Since PSA bought the company from General Motors last year it has set about a number of intense cost-cutting measures. To help protect jobs in the region, Thuringian officials could subsidise the company by helping with energy costs and property, according to Reuters.
Although it has said it could help, the state of Thuringia insists that it won’t allow itself to be blackmailed by PSA. ‘We cannot accept that,’ said state premier Bodo Ramelow. He also said that the three states where Opel has plants in Germany will remain united as PSA continues its heavy cost-cutting measures. ‘The three states won’t allow themselves to be divided,’ he said
The news comes as Opel and sister brand Vauxhall’s only UK car production plant faces an uncertain future. Talks continue as PSA looks to turn around the fortunes of the Ellesmere Port factory in North West England, which has produced the Astra since the 1970s.

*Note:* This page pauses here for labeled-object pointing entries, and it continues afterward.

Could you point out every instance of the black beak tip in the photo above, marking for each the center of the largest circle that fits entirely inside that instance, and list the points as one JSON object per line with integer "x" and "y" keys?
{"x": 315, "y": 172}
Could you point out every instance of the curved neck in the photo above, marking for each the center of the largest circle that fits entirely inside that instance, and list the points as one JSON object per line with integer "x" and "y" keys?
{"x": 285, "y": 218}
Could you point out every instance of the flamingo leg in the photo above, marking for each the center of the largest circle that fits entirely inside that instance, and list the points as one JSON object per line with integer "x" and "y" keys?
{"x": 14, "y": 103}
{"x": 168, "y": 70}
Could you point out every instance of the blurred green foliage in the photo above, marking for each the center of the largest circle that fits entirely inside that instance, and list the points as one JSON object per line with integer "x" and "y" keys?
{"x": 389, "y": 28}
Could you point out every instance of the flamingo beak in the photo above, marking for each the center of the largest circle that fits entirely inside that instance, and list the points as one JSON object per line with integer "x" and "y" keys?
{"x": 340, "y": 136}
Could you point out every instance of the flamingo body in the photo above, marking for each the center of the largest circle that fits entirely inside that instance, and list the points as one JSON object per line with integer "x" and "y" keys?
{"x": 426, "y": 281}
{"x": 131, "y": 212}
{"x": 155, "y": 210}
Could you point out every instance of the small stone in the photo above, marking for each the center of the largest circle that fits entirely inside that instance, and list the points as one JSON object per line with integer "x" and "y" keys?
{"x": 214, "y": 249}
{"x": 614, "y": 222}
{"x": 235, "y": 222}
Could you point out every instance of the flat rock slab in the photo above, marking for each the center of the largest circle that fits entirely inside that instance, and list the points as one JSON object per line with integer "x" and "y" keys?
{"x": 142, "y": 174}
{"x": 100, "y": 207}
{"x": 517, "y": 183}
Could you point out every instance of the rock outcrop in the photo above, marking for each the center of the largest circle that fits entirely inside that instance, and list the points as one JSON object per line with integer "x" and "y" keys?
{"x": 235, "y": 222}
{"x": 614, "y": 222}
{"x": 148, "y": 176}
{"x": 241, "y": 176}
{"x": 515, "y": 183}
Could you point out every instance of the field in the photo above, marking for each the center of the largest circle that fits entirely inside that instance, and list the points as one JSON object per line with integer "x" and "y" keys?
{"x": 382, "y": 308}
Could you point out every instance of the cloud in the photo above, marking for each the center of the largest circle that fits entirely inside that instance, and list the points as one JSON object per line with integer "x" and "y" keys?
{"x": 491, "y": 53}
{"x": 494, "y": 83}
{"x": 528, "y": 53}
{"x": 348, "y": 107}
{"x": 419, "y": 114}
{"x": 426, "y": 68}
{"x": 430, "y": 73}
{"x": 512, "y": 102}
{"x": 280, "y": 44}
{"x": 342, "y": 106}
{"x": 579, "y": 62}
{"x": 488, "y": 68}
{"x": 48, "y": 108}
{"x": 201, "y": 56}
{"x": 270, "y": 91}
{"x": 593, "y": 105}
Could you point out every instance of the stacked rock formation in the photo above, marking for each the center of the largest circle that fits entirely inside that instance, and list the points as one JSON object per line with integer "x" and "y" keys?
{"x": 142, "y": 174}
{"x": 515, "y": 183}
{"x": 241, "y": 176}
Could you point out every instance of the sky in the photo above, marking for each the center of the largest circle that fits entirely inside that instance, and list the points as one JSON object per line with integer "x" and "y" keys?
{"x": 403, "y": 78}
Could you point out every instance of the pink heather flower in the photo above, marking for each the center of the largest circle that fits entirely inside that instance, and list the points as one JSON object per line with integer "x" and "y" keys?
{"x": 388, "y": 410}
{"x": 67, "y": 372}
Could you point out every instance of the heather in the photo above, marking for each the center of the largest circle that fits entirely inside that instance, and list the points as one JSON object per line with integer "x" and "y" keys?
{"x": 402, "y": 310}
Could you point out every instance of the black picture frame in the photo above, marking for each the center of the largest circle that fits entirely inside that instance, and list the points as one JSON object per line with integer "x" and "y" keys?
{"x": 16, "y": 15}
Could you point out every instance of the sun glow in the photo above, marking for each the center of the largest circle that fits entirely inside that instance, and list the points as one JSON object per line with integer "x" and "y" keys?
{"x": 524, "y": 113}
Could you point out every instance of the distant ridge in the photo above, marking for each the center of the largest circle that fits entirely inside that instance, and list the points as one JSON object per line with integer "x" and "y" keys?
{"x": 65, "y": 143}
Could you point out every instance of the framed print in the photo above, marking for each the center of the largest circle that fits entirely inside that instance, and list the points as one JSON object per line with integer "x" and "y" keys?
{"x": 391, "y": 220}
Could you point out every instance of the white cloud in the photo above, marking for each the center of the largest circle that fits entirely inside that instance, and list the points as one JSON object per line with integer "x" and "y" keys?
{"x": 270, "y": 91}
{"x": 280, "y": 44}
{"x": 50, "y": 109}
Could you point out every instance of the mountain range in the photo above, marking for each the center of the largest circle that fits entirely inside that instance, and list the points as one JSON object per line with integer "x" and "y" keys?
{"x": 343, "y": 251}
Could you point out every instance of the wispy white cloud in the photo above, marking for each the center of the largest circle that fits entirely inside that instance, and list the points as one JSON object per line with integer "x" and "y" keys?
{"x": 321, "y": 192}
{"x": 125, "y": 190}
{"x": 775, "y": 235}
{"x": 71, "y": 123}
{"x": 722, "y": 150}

PSA boss Carlos Tavares has repeatedly said that the company’s newly purchased UK facilities are not competitive in comparison to factories abroad and has insisted on changes to working hours, numbers of shifts and other things.
Vauxhall’s other UK factory – its Luton van plant – has been given a lifeline however. PSA is planning to continue van production at the site, with vehicles bearing the Vauxhall, Opel, Peugeot and Citroen badges all set to be produced at the factory. Opel and Vauxhall have also ended their commercial vehicle development partnership with Renault in favour of aligning with in-house brands.
The Peugeot Expert and Citroen Jumpy will be produced in right-hand-drive form at Luton, along with the Opel and Vauxhall Vivaro which will continue to be built at the plant.